横浜市立大学木原生物学研究所(舞岡町)で栽培された大麦を使用したクラフトビール「KORN(コルン)MUTTER(ムッター)麦畑の精霊」が、5月から販売されている。
同研究所が育てた「ミカモゴールデン」という品種の大麦を使用。クラフトビール製造会社のサンクトガーレン有限会社(厚木市)で製造された。
同研究所は、小麦の遺伝子研究の先駆者で「ゲノム」の概念などを提唱した故木原均博士が1942年に創立。その後同大学に移管された。現在も木原博士の精神を継承し、様々な種類の小麦や大麦が栽培され、研究がなされている。

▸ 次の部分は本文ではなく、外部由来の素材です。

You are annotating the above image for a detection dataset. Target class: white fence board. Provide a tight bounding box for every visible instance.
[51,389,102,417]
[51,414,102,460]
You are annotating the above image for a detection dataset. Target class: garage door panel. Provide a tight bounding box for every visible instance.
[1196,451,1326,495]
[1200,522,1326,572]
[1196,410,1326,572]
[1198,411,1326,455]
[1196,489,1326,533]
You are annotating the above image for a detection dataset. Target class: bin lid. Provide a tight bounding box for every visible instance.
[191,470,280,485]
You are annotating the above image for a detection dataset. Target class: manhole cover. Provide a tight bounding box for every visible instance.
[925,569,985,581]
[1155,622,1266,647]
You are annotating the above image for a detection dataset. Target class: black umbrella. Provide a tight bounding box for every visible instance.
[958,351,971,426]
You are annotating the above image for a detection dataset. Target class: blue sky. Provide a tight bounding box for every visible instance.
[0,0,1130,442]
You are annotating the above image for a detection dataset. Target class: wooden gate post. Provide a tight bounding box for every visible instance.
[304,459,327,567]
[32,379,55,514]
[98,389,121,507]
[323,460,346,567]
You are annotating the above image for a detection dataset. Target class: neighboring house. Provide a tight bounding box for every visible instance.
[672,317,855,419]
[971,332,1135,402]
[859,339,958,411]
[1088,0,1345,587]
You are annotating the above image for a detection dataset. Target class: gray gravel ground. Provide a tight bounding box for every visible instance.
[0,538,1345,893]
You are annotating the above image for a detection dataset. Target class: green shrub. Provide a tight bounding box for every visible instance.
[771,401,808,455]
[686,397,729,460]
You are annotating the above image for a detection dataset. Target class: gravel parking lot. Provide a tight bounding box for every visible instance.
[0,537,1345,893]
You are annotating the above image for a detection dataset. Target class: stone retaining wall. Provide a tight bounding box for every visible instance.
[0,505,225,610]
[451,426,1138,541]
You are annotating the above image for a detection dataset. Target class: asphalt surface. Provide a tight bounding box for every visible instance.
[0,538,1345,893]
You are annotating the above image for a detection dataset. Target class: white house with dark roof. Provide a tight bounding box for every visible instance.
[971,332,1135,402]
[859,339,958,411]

地域と交流しながらビールをつくることで、麦の魅力や大学の魅力を発信しようと始まったこのプロジェクト。かつて横浜は「相州小麦」の産地として栄えていたという歴史的な背景もふまえ、「横浜産の麦の復活」も狙っている。
「歴史に思いを馳せて」
今回のビールの名称は、ドイツの民間信仰に由来した。現地では精霊コルンムッター(麦の母)が、受粉を助ける風を送るといわれているという。そんな不思議な力を感じさせる「麦」の魅力を熱く語るのが、ビール造りに携わった同研究所の坂(ばん)智広教授だ。
「四大文明が生まれた背景にも、小麦の力が大きかった」と坂教授。小麦の栽培のために灌漑技術が発展し、さらに小麦の交換によって社会のルールや価値の概念、文字の発明にもつながっていったという。「このビールを飲みながら、麦の歴史や可能性に思いを馳せてほしい」と語る。